The New Jerusalem Monastery is situated in the town of Istra in the Moscow Oblast, Russia, and serves as home to the New Jerusalem Museum. The museum, which was established in 1920, has in excess of 170,000 exhibits of Russian and Western paintings, icons, embroidery, ancient household items, copper castings, rare handwritten books and historical documents representing the rich history and culture of the Russian people.

The New Jerusalem Monastery was founded by Patriach Nikon in 1656 to be used as a patriarchal residence just outside Moscow. Patriach Nikon was the seventh patriarch of the Russian Orthodox Church and held his position during one of the most critical periods in the history of the church. He introduced many reforms which ultimately resulted in a split in the Russian Orthodox Church with a group called the “Old Believers” breaking away in the mid 17th century.

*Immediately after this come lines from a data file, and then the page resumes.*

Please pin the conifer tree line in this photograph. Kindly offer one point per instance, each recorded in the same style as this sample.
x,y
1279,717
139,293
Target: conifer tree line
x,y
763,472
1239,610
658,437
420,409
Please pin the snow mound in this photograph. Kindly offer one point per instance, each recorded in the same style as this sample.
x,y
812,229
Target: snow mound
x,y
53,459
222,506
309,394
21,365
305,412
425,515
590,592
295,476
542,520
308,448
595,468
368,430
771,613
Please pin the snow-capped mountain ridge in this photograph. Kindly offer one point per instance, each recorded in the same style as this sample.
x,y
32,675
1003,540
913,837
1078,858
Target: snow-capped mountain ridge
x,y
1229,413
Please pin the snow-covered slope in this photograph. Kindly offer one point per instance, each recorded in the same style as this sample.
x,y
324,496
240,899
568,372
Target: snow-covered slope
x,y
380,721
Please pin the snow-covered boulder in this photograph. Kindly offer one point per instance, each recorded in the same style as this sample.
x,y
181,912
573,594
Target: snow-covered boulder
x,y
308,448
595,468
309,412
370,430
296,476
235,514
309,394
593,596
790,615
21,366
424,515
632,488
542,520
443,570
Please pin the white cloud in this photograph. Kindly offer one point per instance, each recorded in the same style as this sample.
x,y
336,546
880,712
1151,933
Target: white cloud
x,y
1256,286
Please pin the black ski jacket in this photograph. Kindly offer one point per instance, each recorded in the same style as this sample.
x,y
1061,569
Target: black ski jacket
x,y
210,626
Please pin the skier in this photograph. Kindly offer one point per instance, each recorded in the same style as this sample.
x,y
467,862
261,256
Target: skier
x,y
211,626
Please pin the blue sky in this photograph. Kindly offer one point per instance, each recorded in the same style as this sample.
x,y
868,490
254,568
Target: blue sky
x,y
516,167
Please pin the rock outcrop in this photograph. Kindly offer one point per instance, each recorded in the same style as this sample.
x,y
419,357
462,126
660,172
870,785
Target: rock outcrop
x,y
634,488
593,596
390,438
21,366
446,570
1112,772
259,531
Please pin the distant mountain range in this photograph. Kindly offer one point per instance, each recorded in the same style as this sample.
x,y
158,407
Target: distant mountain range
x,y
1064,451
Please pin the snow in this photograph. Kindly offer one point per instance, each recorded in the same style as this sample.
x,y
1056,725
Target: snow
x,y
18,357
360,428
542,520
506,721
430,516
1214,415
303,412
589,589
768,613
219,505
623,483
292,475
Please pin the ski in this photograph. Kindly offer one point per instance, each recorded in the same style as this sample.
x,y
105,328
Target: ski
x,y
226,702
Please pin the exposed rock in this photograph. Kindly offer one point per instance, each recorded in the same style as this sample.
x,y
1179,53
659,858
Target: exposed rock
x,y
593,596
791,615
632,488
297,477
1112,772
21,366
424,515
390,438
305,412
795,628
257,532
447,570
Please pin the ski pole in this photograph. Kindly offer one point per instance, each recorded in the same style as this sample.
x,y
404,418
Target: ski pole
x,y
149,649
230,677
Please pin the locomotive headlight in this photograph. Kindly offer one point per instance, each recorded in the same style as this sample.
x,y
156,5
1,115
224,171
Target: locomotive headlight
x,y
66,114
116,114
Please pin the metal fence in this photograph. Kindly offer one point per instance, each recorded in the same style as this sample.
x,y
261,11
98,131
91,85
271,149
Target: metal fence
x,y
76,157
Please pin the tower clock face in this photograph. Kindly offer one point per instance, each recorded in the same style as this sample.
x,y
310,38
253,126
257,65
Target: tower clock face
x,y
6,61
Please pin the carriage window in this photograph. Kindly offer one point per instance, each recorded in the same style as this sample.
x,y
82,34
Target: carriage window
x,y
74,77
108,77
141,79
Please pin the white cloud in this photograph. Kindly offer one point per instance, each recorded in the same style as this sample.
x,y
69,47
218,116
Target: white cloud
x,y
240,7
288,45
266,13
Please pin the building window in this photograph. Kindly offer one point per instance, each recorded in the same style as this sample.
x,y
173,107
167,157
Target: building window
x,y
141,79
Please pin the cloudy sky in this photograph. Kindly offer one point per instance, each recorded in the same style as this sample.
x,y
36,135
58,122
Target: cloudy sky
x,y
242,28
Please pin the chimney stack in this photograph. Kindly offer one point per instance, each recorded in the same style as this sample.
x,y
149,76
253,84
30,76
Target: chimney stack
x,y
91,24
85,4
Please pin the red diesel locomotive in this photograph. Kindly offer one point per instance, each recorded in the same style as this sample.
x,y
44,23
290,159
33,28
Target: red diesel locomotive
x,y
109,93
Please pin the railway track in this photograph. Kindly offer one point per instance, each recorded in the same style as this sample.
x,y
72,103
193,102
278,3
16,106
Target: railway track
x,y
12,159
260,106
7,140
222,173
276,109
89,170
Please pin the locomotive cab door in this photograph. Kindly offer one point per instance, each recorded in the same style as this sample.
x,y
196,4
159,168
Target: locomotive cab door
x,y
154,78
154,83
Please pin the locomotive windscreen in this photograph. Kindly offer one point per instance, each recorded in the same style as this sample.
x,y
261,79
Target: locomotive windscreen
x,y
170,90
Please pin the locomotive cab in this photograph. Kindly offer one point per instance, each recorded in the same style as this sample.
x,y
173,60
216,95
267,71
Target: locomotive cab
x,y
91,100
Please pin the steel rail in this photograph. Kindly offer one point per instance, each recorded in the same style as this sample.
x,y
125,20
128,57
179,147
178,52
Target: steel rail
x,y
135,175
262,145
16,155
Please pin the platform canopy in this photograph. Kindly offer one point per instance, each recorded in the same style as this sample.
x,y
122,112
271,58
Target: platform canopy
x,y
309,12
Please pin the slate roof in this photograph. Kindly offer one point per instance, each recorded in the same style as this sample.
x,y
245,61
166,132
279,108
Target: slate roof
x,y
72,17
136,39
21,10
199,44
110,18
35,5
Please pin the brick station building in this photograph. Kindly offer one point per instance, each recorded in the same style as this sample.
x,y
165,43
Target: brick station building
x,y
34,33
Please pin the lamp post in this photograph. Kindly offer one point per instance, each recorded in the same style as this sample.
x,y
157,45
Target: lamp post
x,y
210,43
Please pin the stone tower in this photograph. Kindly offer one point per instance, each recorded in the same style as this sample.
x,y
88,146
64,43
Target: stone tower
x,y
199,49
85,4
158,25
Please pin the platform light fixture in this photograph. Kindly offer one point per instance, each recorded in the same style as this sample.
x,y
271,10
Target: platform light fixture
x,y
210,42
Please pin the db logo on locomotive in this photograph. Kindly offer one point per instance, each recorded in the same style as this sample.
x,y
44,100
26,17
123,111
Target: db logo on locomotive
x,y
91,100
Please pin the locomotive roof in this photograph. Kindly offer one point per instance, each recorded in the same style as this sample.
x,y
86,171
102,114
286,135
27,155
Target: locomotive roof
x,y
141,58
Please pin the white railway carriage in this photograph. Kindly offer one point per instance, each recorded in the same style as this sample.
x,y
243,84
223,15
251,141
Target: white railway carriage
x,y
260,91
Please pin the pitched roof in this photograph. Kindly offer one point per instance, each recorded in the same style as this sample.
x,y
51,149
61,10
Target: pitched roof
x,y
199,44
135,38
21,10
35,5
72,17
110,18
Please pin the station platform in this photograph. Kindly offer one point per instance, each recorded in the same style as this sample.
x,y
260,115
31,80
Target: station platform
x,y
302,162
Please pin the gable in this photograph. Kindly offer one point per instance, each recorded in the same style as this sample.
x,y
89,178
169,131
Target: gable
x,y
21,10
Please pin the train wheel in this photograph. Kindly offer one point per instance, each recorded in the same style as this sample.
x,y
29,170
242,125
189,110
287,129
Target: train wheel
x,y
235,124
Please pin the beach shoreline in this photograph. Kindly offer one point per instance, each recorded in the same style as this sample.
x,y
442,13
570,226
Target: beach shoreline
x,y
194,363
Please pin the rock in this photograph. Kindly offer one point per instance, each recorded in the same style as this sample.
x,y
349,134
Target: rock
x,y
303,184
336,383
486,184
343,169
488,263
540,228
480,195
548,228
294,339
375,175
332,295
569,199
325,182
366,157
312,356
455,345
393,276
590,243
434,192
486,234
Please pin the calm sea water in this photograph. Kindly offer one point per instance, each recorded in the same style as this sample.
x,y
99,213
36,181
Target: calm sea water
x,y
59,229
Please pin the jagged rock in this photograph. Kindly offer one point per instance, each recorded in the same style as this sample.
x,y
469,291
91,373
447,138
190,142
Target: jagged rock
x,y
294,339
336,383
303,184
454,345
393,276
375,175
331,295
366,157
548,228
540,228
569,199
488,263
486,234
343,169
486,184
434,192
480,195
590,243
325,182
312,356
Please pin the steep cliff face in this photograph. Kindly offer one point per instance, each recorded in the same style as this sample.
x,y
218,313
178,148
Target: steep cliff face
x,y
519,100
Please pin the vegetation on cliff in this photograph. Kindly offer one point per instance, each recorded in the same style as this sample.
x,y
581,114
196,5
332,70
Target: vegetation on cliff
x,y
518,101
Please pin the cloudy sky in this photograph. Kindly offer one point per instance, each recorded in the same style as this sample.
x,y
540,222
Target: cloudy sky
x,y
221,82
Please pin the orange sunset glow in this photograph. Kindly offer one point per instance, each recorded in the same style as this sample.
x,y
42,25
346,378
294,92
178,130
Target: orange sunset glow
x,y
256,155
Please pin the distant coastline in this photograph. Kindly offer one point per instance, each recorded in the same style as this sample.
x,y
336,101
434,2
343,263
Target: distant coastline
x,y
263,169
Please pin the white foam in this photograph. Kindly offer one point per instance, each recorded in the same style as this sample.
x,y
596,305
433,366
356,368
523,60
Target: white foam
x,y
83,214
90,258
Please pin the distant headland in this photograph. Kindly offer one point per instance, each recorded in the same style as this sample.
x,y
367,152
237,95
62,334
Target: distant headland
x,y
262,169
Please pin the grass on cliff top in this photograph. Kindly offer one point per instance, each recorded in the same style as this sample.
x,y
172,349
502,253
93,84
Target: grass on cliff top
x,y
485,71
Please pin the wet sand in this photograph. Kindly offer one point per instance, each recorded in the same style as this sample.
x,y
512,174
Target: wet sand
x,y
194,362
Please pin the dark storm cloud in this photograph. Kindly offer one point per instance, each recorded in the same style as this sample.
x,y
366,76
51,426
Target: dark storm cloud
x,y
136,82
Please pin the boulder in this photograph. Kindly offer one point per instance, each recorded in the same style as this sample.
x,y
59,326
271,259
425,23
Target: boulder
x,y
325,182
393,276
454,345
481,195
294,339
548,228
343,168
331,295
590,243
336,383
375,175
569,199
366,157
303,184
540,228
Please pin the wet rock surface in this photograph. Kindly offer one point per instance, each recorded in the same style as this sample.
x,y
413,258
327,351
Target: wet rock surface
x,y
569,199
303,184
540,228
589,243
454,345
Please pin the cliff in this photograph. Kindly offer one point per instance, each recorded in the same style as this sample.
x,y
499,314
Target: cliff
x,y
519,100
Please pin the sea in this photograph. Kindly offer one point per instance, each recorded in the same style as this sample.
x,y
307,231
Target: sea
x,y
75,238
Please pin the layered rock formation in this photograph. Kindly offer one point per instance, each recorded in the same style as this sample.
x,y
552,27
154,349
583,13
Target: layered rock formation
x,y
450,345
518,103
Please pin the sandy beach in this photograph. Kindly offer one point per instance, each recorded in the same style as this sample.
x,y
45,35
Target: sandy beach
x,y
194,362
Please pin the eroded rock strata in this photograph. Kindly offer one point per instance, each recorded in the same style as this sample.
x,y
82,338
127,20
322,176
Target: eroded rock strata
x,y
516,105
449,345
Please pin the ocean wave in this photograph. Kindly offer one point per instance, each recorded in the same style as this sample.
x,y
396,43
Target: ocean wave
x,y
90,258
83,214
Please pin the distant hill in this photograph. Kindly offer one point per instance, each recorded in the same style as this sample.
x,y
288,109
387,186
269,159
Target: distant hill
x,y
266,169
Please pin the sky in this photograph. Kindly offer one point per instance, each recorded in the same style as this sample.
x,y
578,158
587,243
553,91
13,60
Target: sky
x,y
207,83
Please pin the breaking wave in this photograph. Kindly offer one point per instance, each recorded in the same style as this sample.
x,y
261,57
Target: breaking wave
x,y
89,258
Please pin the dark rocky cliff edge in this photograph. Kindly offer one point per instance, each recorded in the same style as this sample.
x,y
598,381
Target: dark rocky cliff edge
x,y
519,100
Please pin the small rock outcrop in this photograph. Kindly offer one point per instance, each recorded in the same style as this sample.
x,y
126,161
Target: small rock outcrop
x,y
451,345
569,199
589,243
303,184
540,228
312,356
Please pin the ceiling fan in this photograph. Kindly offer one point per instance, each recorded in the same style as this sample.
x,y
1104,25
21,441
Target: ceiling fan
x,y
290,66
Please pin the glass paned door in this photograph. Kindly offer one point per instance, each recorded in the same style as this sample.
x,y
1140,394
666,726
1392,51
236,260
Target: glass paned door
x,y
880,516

The site for the monastery was chosen because of its similarities to the Holy Land and the monastery took its name from the original city of Jerusalem in Israel. The River Istra came to represent the River Jordan and the buildings representing the holy places of Jerusalem, with the nearby hill being called Zion and a section of the garden representing the Garden of Gethsemane. During the time of Patriach Nikon, he brought several monks of non-Russian backgrounds to inhabit the monastery in an effort to represent the multinational nature of the Heavenly Jerusalem. The architectural design of the monastery was influenced by the design of holy buildings in Jerusalem, with the Resurrection Cathedral being an exact replica of the Resurrection Cathedral in Jerusalem.

The New Jerusalem Monastery was closed down in 1918 and opened as a museum of history and arts in 1920. The Moscow Oblast Museum of Regional Studies was established in one of the monastery’s buildings in 1935. In 1941, during World War II, the German army ransacked the monastery and upon their retreat they destroyed the grand bell tower together with other towers and the vaults of the cathedral.

The New Jerusalem Monastery was restored (excluding the bell tower), and re-opened to the public as the New Jerusalem Museum. During the 1970s and 1980s the park area of the monastery was converted into an open-air museum, displaying examples of ancient timber architecture. In the 1990s the monastery once again became home to monks.

When you travel to Russia, if you happen to visit Moscow, take some time to explore the New Jerusalem Museum which welcomes over 200,000 visitors every year.